Pancreatic tumor volume-of-interest (VOI) was manually segmented by two experienced clinical investigators using a consistent window/level setting and reconciled disagreements to mitigate intra- and inter-observer uncertainty. From each tumor, VOI, 944 radiomic features were extracted using the radiomic module on 3D Slicer (version 4.10)58 and visualized using an interactive visualization platform. A resampled 2 × 2 × 2 mm3 voxel size and a bin width of 25 were used for feature extraction. The features are defined in compliance with feature definitions as described by the Imaging Biomarker Standardization Initiative (IBSI)59 and can be divided into original features (107 features), Laplacian of Gaussian features (LoG, 93 features), and wavelet features (744 features). The original features can be subdivided into 6 classes, including 14 Shape features, 18 First Order statistical features, 38 Gray Level Dependence Matrix (GLDM) features, 16 Gray Level Run Length Matrix (GLRLM) features, 16 Gray Level Size Zone Matrix (GLSZM) features, and 5 Neighboring Gray Tone Difference Matrix (NGTDM) features. The wavelet features included all except Shape features calculated on the filtered images with all 8 combinations of applying either a High or a Low pass filter in each of the three dimensions. All features are pre-selected to eliminate features unstable to respiratory motion and inter-observer contouring uncertainty60.

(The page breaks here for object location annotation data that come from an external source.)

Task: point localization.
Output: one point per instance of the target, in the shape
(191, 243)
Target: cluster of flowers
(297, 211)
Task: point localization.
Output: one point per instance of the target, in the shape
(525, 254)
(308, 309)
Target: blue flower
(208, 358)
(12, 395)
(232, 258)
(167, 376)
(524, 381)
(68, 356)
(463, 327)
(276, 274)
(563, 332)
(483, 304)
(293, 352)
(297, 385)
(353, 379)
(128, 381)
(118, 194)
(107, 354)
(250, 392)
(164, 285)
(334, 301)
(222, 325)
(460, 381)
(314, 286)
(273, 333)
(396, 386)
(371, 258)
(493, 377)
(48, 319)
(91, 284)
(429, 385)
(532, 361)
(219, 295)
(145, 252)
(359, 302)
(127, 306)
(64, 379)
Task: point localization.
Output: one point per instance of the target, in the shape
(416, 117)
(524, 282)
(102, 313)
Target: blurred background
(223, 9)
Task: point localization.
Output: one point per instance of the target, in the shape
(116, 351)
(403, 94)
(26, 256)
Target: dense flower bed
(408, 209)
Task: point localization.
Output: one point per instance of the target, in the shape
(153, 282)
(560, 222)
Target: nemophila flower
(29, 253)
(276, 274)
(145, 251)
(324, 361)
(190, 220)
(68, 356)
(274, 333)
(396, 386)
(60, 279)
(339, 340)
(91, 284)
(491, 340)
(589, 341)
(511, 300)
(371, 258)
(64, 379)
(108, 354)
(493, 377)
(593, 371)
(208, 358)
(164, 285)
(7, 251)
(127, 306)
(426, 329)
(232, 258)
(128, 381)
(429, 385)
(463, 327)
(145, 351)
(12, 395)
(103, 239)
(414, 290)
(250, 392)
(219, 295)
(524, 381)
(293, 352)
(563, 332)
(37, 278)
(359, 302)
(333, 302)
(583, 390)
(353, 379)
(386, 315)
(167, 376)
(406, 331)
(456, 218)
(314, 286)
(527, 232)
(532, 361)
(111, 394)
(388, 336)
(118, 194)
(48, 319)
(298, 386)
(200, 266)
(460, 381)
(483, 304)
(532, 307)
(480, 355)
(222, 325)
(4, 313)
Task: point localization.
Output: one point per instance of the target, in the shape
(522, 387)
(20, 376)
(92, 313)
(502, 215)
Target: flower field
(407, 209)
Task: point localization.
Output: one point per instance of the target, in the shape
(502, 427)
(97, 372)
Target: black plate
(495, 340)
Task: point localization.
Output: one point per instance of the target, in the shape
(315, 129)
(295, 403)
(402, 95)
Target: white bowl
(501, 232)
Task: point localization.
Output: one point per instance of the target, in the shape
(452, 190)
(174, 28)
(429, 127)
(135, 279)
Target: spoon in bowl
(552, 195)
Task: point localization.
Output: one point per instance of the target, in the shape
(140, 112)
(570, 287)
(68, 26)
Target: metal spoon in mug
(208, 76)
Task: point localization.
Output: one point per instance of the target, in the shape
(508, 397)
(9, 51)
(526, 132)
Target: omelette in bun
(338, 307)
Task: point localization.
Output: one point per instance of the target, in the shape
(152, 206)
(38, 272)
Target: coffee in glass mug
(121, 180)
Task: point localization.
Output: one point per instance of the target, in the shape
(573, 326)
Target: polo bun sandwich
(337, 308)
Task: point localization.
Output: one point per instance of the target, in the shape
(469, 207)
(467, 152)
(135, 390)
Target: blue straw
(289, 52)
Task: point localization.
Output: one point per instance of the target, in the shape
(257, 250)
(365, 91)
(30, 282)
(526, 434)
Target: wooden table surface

Genome-wide association analysis between radiomic features and somatic mutations

Based on our discovered genes with a high reoccurrence rate of somatic mutations and radiomic features from the corresponding tumor, we conducted an association study between these genes and radiomic features of CT scans from the same population. Here, we employed the gene-based burden-testing approach. For this approach, we used the number of individuals carrying variants in each gene to associate with traits in cohorts61. We applied the sequence kernel association test (SKAT)62 to test the association between each radiomic feature and somatic mutations within each gene. SKAT was originally designed to test the association between a trait and the rare variants in a genomic region and was based on a variance-component score test in a mixed-model framework. It was shown to have much higher power than many other burden tests for gene-based GWAS. We focused on the 132 genes with somatic mutations in at least three patients (the specific mutations can be different among these patients) and tested their association with 944 radiomic features. Here, we used principal component analysis (PCA) to estimate the population structure in our dataset. The population structure can be addressed by including principal components (PCs) as covariates63,64. The top two PCs of the somatic mutation matrix are used as covariates in the null model. In our dataset, the reoccurrences of individual somatic mutations are generally low due to the small sample size. Aggregating their potentially heterogeneous effects using SKAT is expected to improve the detection power. The output p-values were adjusted for multiple tests based on Benjamini–Hochberg procedure.

TCGA data and survival analysis

The R package, RTCGA, (https://rtcga.github.io/RTCGA/) and the full set of somatic mutations discovered by TCGA data for the cohort of Pancreatic Cancer from Firehose (https://gdac.broadinstitute.org/)48 were used to get mutation and survival information of 185 Pancreatic Cancer patients for survival analysis. The function, kmTCGA(), in RTCGA was used to plot Kaplan–Meier estimates of survival curves for survival data from patients with or without given mutations. The function, pairwise_survdiff(), in the R package of survminer was used to have the comparisons of multiple survival curves.

Informed consent

Informed consent was obtained from all subjects and/or their legal guardian(s). All methods were performed in accordance with the relevant guidelines and regulations.